The time span covered by the Patristic Period is variously delim­ited. It is generally agreed that its beginning follows on the life and work of Jesus' immediate followers and thus starts with the so-called postapostolic times, roughly 100 of the common era (C.E.). As for its end and term, there is less agreement. Various dates are proposed. While the Protestant tendency is to have the Patristic Period end, and the Middle Ages begin, with Constantine (306-337), Catholic historians tradition­ally have preferred a much later date, as late as the eleventh century. Those who wish to count Augustine among the medieval writers have the Patristic Period end around 400; others opt for 476, the death of the last emperor of the West; or for 604 in the West, the year of the death of Gregory the Great; or 749 in the East, the year of the death of John of Damascus; or 787, the year of the seventh general council. Still others choose 632, the year of Muhammad's death, because of the radical change brought about by the Muslim irruption around the Mediter­ranean. The year 800, in my view, makes room for all those opinions


and underlines the European import of Charlemagne's crowning. With the year 800 a new age is dawning and a new kind of intellectual output begins to emerge, while Christianity's center of gravity decisively shifts away from the Mediterranean to northwestern Europe, marking the end of a world; at the same time, Eastern Christianity begins to turn north­ward to the Slavic populations.

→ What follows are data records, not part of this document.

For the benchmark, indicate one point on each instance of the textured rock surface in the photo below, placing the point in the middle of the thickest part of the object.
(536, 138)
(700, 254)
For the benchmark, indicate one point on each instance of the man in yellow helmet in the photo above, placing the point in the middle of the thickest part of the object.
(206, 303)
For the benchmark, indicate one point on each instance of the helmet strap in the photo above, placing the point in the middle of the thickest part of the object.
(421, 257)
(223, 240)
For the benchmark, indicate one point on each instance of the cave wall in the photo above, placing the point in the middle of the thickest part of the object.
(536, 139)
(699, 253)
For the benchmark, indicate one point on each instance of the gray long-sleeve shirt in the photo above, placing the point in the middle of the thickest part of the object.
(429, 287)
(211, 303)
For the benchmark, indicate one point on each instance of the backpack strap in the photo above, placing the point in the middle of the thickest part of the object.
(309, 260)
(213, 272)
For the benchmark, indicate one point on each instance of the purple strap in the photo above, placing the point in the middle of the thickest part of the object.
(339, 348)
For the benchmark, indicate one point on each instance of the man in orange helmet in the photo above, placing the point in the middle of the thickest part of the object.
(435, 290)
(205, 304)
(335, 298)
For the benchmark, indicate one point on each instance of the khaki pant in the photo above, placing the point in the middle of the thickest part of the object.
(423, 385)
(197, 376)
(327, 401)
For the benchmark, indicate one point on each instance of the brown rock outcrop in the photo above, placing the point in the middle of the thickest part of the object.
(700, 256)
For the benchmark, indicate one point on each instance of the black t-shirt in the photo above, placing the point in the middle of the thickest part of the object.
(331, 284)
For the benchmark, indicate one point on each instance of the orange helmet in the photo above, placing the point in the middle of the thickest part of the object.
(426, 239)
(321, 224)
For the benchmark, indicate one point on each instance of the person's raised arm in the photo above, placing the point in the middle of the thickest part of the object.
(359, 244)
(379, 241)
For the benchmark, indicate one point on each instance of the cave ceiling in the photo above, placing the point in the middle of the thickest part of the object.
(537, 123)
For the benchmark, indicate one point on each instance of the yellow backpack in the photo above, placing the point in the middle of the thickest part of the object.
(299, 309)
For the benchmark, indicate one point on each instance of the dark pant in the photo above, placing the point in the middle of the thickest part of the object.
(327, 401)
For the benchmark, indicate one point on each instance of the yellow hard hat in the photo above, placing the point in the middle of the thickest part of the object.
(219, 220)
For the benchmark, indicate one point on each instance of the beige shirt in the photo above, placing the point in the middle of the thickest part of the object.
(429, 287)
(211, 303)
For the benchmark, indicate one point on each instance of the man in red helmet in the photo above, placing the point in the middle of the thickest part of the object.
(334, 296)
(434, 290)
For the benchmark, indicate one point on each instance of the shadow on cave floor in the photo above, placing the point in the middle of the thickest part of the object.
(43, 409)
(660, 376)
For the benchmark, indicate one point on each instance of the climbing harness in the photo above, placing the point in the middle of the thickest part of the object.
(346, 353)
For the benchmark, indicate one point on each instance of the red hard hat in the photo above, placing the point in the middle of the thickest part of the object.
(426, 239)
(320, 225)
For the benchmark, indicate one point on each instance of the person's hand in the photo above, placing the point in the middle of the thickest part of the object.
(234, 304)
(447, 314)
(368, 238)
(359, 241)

Periodization is always subjective, especially, as in the present case, when one is faced with a conjunction of historical and literary per­spectives. The formative Christian period traditionally called “the age of the fathers” designates a certain segment in time but also a certain kind of literary production. Allowing for flexibility in determining the limits of the period is quite apropos. One encounters the same flexibil­ity, for instance, in setting the parameters to the “medieval” or “modern” periods.